Separation Anxiety, Part II
I had to get out. I spend all week experiencing life vicariously through a glowing rectangle, and I’d let my apartment talk me into doing it some more on Saturday. Even though the outside world was full of blustering winds and bald-faced bullshitters, I was coming to empathize with Howard Hughes all too well.After a lot of cajoling and wheedling, my apartment finally released its hold on my brain, pulling the ceiling back to its proper place and letting me see the door again. I knew I was going to pay for my insolent independence all night as the apartment pouted and clanked the radiators in retribution, but a man needs a social life.
I prised myself out into the cold night and down 16th street. The world seemed new and fresh, sounding bright and powerful. I could hear everything so clearly – firsthand experiences collided against my face, made tender by a week of vicarious living via internet abuse. Screams and car horns were positively musical, and auto exhaust felt like honeysuckle perfume.
I met up with a real, 3-d, non-internet related friend at an art opening, and here’s how it went:
Afterwar is a collection of color photos by Lori Grinker, now showing at the Project 4 Gallery. The artist spent fifteen years documenting the impact of war in dozens of countries, and the body of work is powerful, painful, and massive. There are images of amputees, victims of chemical weaponry, child soldiers and a twelve-year old African boy that knows the psychology of killing way too well.
Each portrait is accompanied by a story told in the subject’s own words. All of the stories make you want to cry in a wide variety of ways that nevertheless do not include tears of joy.
I spend so much time craving experiences that are real, something that plucks me out of my bourgeois existence in DC and smack into the continuum of real life…but I think that if I were to take the photos Grinker did, I might go a little too insane.

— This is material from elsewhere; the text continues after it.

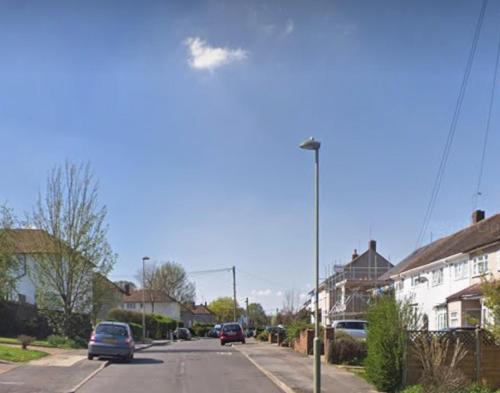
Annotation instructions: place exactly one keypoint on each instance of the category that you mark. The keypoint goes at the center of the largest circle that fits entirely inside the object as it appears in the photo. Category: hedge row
(157, 326)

The juxtaposition of the art-opening crowd under images of war-wrought suffering was too much. Nobody can help who they are, or what their reality is, and I’m not saying it’s a bad thing here... but it was just so weird seeing everyone air-kiss and chug cups of art-gallery wine while saying “oh, I know what you mean. Her work is so real.”
I mean, they were right. It is real, too real... but man, that was weird.
1 Comments:
Indeed, Jeff. However, I spotted you in the corner having a long chat with an animated, Amazonian red head. and that conversation continued even when her escort re-appeared. and there was an exchange of notes. That seemed real, and hopefully not weird!